PARISH MISSIONS: THE MINISTRY OF THE WORD CANNOT BE SUBSTITUTED FOR THE SACRAMENT OF PENANCE

References to the numerous confessions are to be found in all the plentiful accounts of the missions. Eugene’s conviction as a mission preacher was that:

The ministry of the Word cannot be substituted for the sacrament of penance instituted by J. C. in order to reconcile man with God.

Letter to Hippolyte Courtès, 12 March 1825, O.W. VI, n. 173.

It was here that the encounter between the person and his or her personal Saviour took place, and led to the

unbounded happiness of several of those who went to confession, a happiness whose effects are shared by their families.
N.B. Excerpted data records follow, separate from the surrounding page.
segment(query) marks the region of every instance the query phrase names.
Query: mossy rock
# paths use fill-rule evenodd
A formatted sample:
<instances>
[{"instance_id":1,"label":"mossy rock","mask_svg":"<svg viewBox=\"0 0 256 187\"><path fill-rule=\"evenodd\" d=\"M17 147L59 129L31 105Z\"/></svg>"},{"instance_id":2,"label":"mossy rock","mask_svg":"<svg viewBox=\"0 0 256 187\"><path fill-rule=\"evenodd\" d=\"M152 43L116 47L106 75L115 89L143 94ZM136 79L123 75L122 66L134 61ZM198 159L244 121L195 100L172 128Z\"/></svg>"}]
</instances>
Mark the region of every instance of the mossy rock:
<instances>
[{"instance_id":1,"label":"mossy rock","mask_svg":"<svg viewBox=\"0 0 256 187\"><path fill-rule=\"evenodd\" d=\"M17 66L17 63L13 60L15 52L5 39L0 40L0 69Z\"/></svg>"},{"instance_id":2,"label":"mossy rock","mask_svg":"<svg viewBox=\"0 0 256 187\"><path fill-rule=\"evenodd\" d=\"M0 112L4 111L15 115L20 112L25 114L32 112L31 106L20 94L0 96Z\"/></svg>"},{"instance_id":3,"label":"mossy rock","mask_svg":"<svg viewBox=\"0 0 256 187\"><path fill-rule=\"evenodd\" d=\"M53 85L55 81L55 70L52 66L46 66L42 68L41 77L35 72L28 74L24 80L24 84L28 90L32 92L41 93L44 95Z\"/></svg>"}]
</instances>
Diary of the Marignane Mission, 23 November 1816, O.W. XVI

This pattern began on their very first mission that they conducted in Grans in 1816, and set the direction for all their missions:

The day after our arrival, we set up confessionals for the four missionaries, they were besieged from three o’clock in the morning, I tell you this because it is a fact, and we stayed there for the following 28 hours. Twenty-eight hours, I must repeat it so that you don’t think I made a mistake in writing it.
 As for the details as to what happened during the mission, it is impossible to attempt to tell them. Excessive cold did not stop the church from being full from three in the morning onward.

Letter to his father, Charles-Antoine de Mazenod, 1 May 1816, O.W. XIII, n. 3.